In this work we used artificially fragmented vegetative propagules of six soil moss species to study: 1) the variation of their establishment success as a function of the propagule size; 2) the influence of some morphological traits of the propagules; and 3) the importance of interspecific differences in the establishment success. To do this, we cultured artificially-obtained fragments in the top surface of rockwool cubes to analyse their establishment and colonization success under controlled conditions, recording the number of established propagules in a given area, and the cover surface and biomass of the resulting moss patches after colonization. For each species, we characterized the range of sizes, projected area and morphological type of its propagules. Specifically, we studied Dicranum scoparium Hedw., Homalothecium aureum (Spruce) H. Rob., Hypnum cupressiforme Hedw., Ptychostomum capillare (Hedw.) D.T. Holyoak & N. Pedersen (= Bryum capillare Hedw.), Syntrichia ruralis F. Weber & D. Mohr and Tortella squarrosa (Brid.) Limpr. (= Pleurochaete squarrosa (Brid.) Lindb.) These species were selected because they are all soil species – which are usually easier to cultivate-; have similarly broad distributions but co-occur in several regions; and are common in Europe, while showing different ecological and habitat preferences (e.g. types of soil, humidity gradient), and adaptive growth strategies (e.g. mode of branching), thus providing insights on the functional diversification of moss responses.

Study species

The moss species studied have widespread distributions that span several continents^47,48. All six species are common in the Iberian Peninsula, where they frequently coexist (e.g. refs. 52, 55). They differ in ecological requirements regarding humidity (D. scoparium is hygrophyte-mesophyte, H. cupressiforme and P. capillare are mesophyte-xerophytes and H. aureum, S. ruralis and T. squarrosa are xerophytes) and soil type (e.g. D. scoparium and P. capillare are more humicolous, and H. aureum is more arenicolous) (see ref. 47). Besides, they also differ in their bearing of archegonia and growth form; H. aureum and H. cupressiforme are pleurocarpous mosses that grow flat to the ground, whereas P. capillare, S. ruralis, T. squarrosa and D. scoparium are acrocarpous species that grow normally erect. Additionally, P. capillare can develop specialized asexual propagules in rhizoids, stems and leaves⁵⁶.

Experimental design

The study consisted of two experiments, a pilot experiment to test different methods of artificial fragmentation and experimental conditions, and the main experiment, in which we tested the effect of propagule size on the establishment success.

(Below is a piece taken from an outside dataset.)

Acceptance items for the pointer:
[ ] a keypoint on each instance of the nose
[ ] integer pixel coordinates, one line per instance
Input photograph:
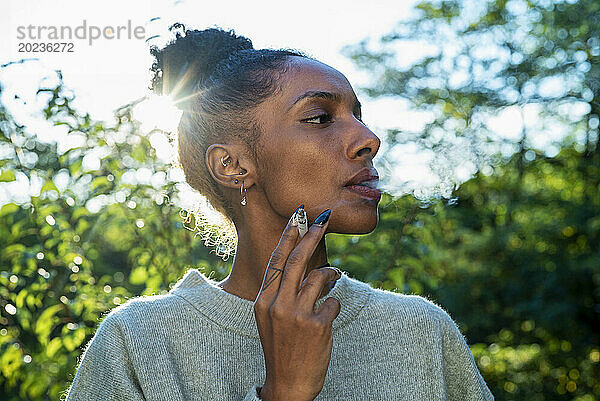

In the pilot experiment we tested the six species, two different substrates (rockwool vs. felt), and four classes of fragments (fragments resulting from wet milling, and three size intervals of dry-milled fragments). We tested three replicates of all combinations (6 species x 2 substrates x 4 fragment types), thus we had a total sample size of 144. For wet milling, we first saturated the samples with water and milled them for 10 seconds in a regular electric coffee grinder with a single blade. Note that wet milling does not allow the separation of fragments of different size, and it may affect survival rates. For dry milling, we air-dried the samples and milled them in several successive steps until we obtained enough material of the different propagule size classes. To separate the fragments by size we sieved the dry-milled propagules through meshes of different size (small: Ø 0.25 mm – 0.16 mm, medium: Ø 0.45 mm – 0.25 mm, large: Ø 0.75 mm – 0.63 mm). This method separates propagules by their maximum width but note that propagules can substantially vary in length, especially in the cases of long and narrow propagules. The propagules were sown in 4 x 4 cm seedling pots and kept in a growth chamber in controlled conditions (temperature of 10 °C, photoperiod 10/12 h, and a PAR radiation light of 31 µmol m^-2s^-1), for 8 weeks. The results of the pilot experiment showed that there were no substantial differences between the establishment success of wet and dry fragments. Since dry milling allowed an easy separation of propagules by size, we used this milling method in the main experiment. Also, we used rockwool as a substrate because it is an inert material that does not interfere with growth and required less watering.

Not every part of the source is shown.